Presence-absence methods are widely-used data-driven models for landslide susceptibility mapping. Landslide absence data included in the training data of presence-absence methods is usually not available and has to be generated. In consideration of low availability and uncertain quality of landslide absence data, many presence-only methods which simply use landslide presence as training data were proposed to map landslide susceptibility. However, whether the presence-only methods can circumvent the influence of the shortcomings inherent to landslide absence data and perform better than presence-absence methods are worth studying. Moreover, the effect of landslide absence data in data-driven models for landslide susceptibility mapping can be discussed. In this study, two presence-only methods including one-class support vector machine (one-class SVM), kernel density estimation (KDE), and two presence-absence methods including artificial neural networks (ANN) and two-class support vector machine (two-class SVM) are developed and compared to evaluate their respective performance in mapping landslide susceptibility.
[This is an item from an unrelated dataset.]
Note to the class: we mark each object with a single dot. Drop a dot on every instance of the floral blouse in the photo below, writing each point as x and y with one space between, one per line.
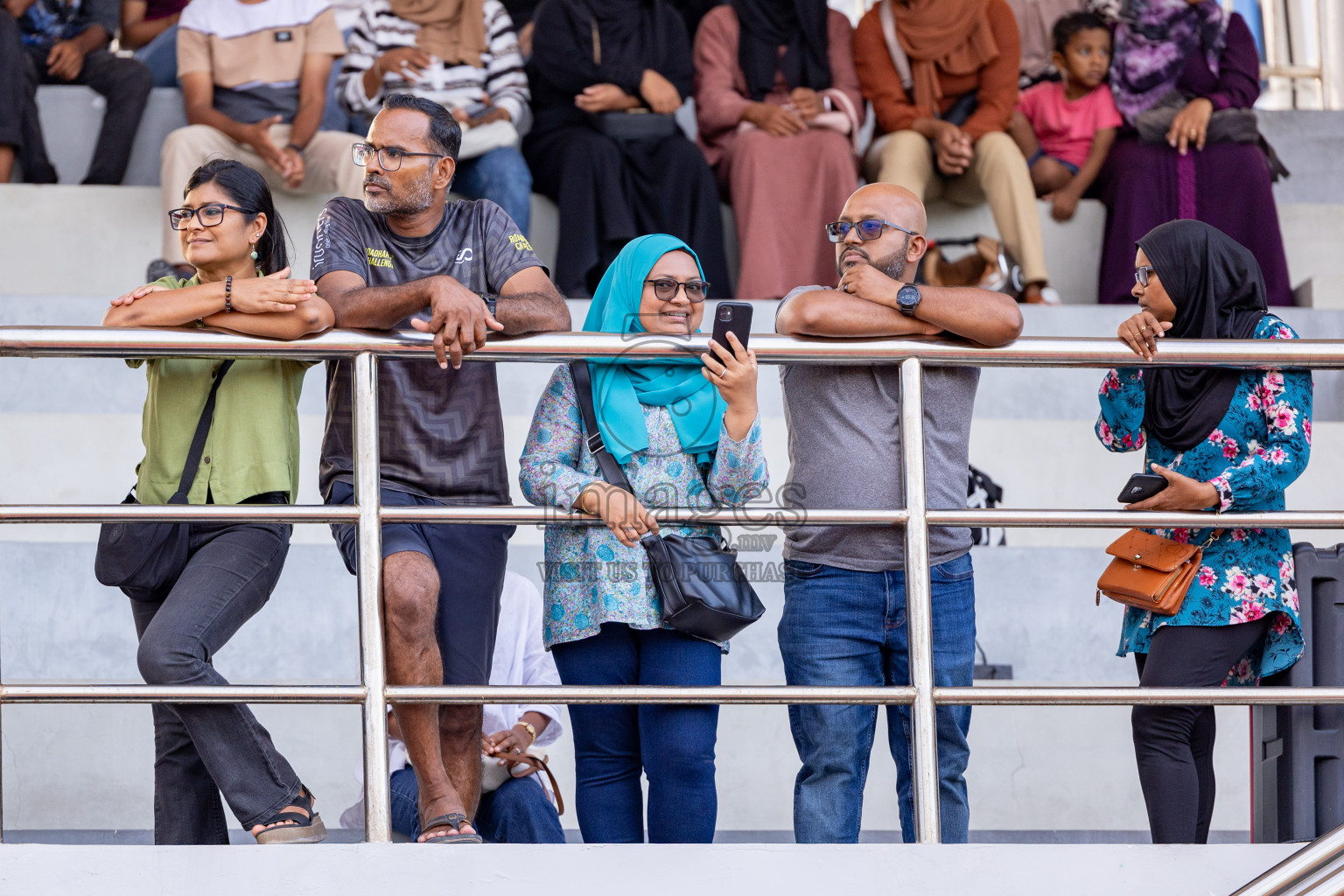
591 577
1256 451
The AUC values are 0.705, 0.720, 0.929, and 0.951 for one-class SVM, KDE, ANN, and two-class SVM, respectively. From the comparison of the four methods, two-class SVM has the best performance in landslide susceptibility mapping among the four methods, while one-class SVM has the worst. Two presence-absence methods can constrain the over-prediction of susceptibility value better and have better performance than the two presence-only methods since they classify less percentage of areas to be susceptible with more landslide occurrences located inside. The landslide absence data is proven to constrain the over-prediction of models, which makes it necessary in landslide susceptibility mapping.